L’Europe peut-elle agir ? Oui. Il n’est pas trop tard encore. Mais il faut prendre le taureau par les cornes dès aujourd’hui. L’Union pourrait jouer un rôle en mobilisant très vite ses fonctionnaires. Tout ce que la Commission européenne compte de compétences médicales, ou logistiques, en interne, doit être mis à disposition des États qui le demandent. Elle doit également mobiliser et financer ONG et organisations de volontaires, pour déployer rapidement des hôpitaux de campagne dans toutes les zones rouges (de crise) et orange (potentiellement de crises). Elle ne doit pas hésiter à affréter elle-même des avions pour ramener les équipements médicaux manquants dans les pays en grave besoin, au besoin en passant un contrat avec les transporteurs privés, ou en passant par les États membres. Le financement devra intégralement être pris en charge par le budget de l’UE, quitte à faire une modification d’urgence au système RescEU. Il faut être aussi révolutionnaire en matière de protection civile qu’on l’est en matière économique.

Anticiper à l’externe…

Et surtout il faut préparer le coup d’après. L’UE doit mobiliser dès maintenant tous ses moyens, civils et militaires, sur cette crise, notamment l’entrepôt de gestion de crises de l’UE qui est à Stockholm (financé par le budget européen). Elle doit préparer le déploiement d’un battlegroup médical soit en Europe, soit dans le monde, quand la crise atteindra le Sahel par exemple ou d’autres pays du voisinage. Une opération de secours type PSDC pourrait très bien être préparée également pour rapatrier les citoyens européens (6). L’état-major de l’UE peut prêter main forte en cas de demande ou, à l’extérieur, le commandement européen de l’aviation de transport (EATC), pour planifier des transports. Et si nécessaire, l’Union pourrait recourir à l’OTAN, au nom de cette coopération UE-OTAN tant vantée par ailleurs, dont on n’a jamais la réalité autrement que dans de beaux discours.

Il y a urgence !

Mesdames et messieurs du Berlaymont. Il ne vous reste que quelques jours pour sauver votre honneur et la crédibilité européenne. Bougez-vous !

(Nicolas Gros-Verheyde)


Santé publique, non. De la gestion de crises

Certains ‘experts’ européens, en mal d’inspiration serinent à longueur de journée : l’Europe n’a pas de compétence en matière de santé publique. C’est pour cela qu’elle ne peut agir dans cette crise. C’est vrai en santé publique, l’Union européenne a des compétences limitées. Mais la santé publique, c’est la gestion des hôpitaux, la politique de vaccination, la prévention de telle ou telle maladie. On n’est (malheureusement) plus aujourd’hui dans cette problématique (même si le corps médical est mis à grande contribution). Ici, on est dans la gestion de crises, l’urgence, la protection civile. Dans ce domaine, l’Union européenne a des compétences claires et précises (cf. note 3).


  1. Les spécialistes européens jureront que ce délai est ultra-court, au regard des procédures habituelles de marché public européen (terriblement lentes). C’est la réalité.
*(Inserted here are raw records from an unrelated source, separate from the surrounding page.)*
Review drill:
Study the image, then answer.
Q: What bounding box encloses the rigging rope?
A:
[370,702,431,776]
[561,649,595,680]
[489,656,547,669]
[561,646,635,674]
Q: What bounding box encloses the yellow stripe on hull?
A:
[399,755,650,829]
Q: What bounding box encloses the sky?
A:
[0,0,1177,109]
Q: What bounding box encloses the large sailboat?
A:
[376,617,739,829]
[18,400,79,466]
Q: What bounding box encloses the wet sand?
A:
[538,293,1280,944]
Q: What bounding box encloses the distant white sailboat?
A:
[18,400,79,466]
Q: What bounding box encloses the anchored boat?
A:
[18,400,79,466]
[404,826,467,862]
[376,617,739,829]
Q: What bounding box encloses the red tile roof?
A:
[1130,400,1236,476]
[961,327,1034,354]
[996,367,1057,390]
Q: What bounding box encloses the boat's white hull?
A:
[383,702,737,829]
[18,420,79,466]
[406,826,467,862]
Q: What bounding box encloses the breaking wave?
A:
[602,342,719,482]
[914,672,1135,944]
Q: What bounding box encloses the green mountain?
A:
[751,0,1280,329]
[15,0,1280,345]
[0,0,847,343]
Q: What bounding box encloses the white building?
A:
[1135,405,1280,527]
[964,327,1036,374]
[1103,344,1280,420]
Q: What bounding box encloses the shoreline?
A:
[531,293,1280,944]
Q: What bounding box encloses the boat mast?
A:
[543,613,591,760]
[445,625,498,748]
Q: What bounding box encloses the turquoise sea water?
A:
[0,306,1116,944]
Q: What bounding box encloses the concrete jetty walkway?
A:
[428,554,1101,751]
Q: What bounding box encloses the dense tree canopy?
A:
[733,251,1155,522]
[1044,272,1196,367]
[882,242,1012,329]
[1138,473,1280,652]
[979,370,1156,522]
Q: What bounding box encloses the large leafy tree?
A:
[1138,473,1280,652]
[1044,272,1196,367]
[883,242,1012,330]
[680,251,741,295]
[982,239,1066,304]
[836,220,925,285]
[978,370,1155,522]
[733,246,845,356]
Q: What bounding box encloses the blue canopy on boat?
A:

Mais un mois dans l’urgence actuelle, au regard de la flambée de l’épidémie et du taux de mortalité, c’est toujours trop lent.
  2. Décision prise sous couvert de l’article 122.2 du Traité sur le fonctionnement de l’UE : « Lorsqu’un État membre connaît des difficultés ou une menace sérieuse de graves difficultés, en raison de catastrophes naturelles ou d’événements exceptionnels échappant à son contrôle, le Conseil, sur proposition de la Commission, peut accorder, sous certaines conditions, une assistance financière de l’Union à l’État membre concerné. Le président du Conseil informe le Parlement européen de la décision prise. »
  3. « L’action de l’Union vise : a) à soutenir et à compléter l’action des États membres aux niveaux national, régional et local portant sur la prévention des risques, sur la préparation des acteurs de la protection civile dans les États membres et sur l’intervention en cas de catastrophes naturelles ou d’origine humaine à l’intérieur de l’Union ; b) à promouvoir une coopération opérationnelle rapide et efficace à l’intérieur de l’Union entre les services de protection civile nationaux ; c) à favoriser la cohérence des actions entreprises au niveau international en matière de protection civile. » (Article 196 du Traité FUE)
  4. L’IntCen qui fait de l’analyse du renseignement envoie ses synthèses (quotidienne, hebdo ou spécifiques) aux différents responsables européens. Le Haut représentant de l’UE mais aussi la présidente de la Commission européenne et tous les commissaires à des postes ‘sensibles’ sont receveurs de cette prose. Ils ne peuvent nier avoir reçu l’alerte à temps.
  5. La présidente de la Commission européenne Ursula von der Leyen a préféré ce titre à celui habituel de la ‘réponse de crises (terme politique de l’aide humanitaire et la protection civile). ‘Gestion de crises’ (crisis management) a une signification très précise en termes politique et juridique, correspondant (selon le Traité) aux missions de sécurité et de défense commune. Dans le champ politique, on n’est plus dans la réponse habituelle (protection civile), mais dans la réponse intégrée (englobant le sécuritaire et le militaire en théorie).
  6. Parmi les missions extérieures possibles figure « les missions humanitaires et d’évacuation ». (Article 43.1 Traité UE)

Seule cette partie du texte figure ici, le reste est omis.